- Church: Roman Catholic Church
- Diocese: Ross
- Appointed: 14 April 1539
- Term ended: 1544
- Predecessor: James Hay
- Successor: David Panter
- Previous post(s): Abbot of Holyrood Provost of Corstorphine

Personal details
- Died: 1544

= Robert Cairncross =

Robert Cairncross (died 1544) was a Scottish bishop.

At various times he was provost of Corstorphine, abbot of Holyrood. He was appointed bishop of Ross in 1539, holding in commendam the abbacy of Fern. He also held office as Lord High Treasurer of Scotland from 1528 to 1529 and from 1537 to 1539.

==Life==
Robert was a descendant of the ancient family of Balmashannar, Forfarshire, which had been seated there as early as the time of Robert II. He was provost of the collegiate church of Corstorphine, and one of the chaplains to James V of Scotland. On 5 September 1528 he was nominated Lord High Treasurer on the downfall of the Earl of Angus, replacing Archibald Douglas of Kilspindie. James V also gave Robert a tenement in Edinburgh close to a house of Andrew Moubray that had been given to Kilspindie.

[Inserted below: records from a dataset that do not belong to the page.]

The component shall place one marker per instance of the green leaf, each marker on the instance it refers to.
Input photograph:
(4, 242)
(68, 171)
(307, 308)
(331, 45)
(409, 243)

Knowing that the Abbot of Holyrood was on the point of death, Robert, according to George Buchanan, wagered a large sum with James V that he would not present him to the first vacant benefice, while the King, quite well aware of what he referred to, accepted and won the wager. Suspected of favouring the cause of the Douglases, he lost the treasurership almost as soon as he obtained it, although he again held it from 1537 to 1539. On 23 June 1539 he was admitted to the see of Ross, and shortly afterwards received in commendam the abbacy of Fern, the dilapidated state of which his wealth was expected to repair. On the death of James V he was appointed one of the lords of the council to the governor, the Earl of Arran, when he joined in opposing the treaty of peace with England. He died in April 1544. He is the subject of two Latin epigrams by George Buchanan.